Syrian doctor denies torture charges in German court
January 25, 2022A Syrian doctor on Tuesday denied all charges of crimes against humanity levied against him at the Frankfurt Higher Regional court.
Among a long list of crimes Alaa M. stands accused of gruesome acts, such as dousing the genitals of teenagers with alcohol and setting them on fire, kicking prisoners' broken arms and legs, and administering injections to victims who protested against mistreatment.
The trial began last Wednesday, with some 13 days of hearings scheduled between then and the end of March.
Alaa M. arrived in Germany in 2015 on a skilled worker's visa.
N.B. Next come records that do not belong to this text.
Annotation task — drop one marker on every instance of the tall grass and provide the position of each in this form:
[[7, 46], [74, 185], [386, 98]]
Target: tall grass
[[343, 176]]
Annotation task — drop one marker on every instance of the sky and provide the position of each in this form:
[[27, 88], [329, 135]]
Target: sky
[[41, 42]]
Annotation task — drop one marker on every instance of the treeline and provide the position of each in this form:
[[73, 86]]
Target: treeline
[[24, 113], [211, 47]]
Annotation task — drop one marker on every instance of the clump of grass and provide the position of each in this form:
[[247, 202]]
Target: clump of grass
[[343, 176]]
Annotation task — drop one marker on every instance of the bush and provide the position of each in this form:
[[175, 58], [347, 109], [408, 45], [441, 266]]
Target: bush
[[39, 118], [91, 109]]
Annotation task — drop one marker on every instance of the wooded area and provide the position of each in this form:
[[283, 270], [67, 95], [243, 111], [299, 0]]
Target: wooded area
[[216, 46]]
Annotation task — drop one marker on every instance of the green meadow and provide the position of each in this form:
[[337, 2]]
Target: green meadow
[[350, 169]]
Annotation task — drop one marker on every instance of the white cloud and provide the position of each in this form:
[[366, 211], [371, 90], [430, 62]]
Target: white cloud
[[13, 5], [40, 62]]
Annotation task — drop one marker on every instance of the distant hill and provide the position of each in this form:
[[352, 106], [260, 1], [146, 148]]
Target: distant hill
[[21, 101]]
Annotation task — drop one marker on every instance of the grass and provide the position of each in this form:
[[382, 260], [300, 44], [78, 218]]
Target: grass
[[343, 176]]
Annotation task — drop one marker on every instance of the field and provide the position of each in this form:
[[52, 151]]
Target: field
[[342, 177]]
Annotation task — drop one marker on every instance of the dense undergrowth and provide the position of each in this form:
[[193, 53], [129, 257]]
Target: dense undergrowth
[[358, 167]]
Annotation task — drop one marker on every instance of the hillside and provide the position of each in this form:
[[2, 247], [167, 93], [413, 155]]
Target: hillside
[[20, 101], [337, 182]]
He had practiced medicine in Germany until his arrest in 2020.
The 36-year-old now faces 18 counts of torturing detainees in Damascus and the western city of Homs between 2011 and 2012. He also faces one murder count for allegedly administering a lethal injection to a prisoner who resisted being beaten, federal prosecutors said.
The case is among the first of its kind in Germany where atrocities committed by the Syrian regime during the country's civil war are being tried in a court of law.
Earlier this month, a German court sentenced a former Syrian colonel to life in jail for overseeing the murders of 27 people and the torture of 4,000 others at a Damascus detention.
Alaa M. 'felt sorry' for detainees
The 36-year-old worked at the military hospital in Homs in 2011, after Arab Spring protests against President Bashar al-Assad's regime led to a brutal crackdown.
He took the stand on Tuesday and told judges that a great number of opposition demonstrators were brought in with injuries and that it was a chaotic scene. He said he had worked in several military medical facilities at the time.
He testified that he "felt sorry" for patients who were beaten and blindfolded, but firmly denied taking part in any violence, saying he did not beat any detainees, and "would never" have operated on a patient without anesthesia, as prosecutors accuse him of doing.
"I saw the military secret service beating injured detainees. I felt sorry for them, but I couldn't say anything, or it would have been me instead of the patient," he told the court. He also said the military police did not permit him to talk about the patients in anything but a medical capacity, saying in most cases he neither knew their names nor knew what eventually became of them.
Asked whether he felt sympathy for the anti-Assad demonstrators, Alaa M. said neither he nor his family were political activists, adding that while protests began peacefully, they quickly turned more "radical."
"I'm against violence on either side," he said.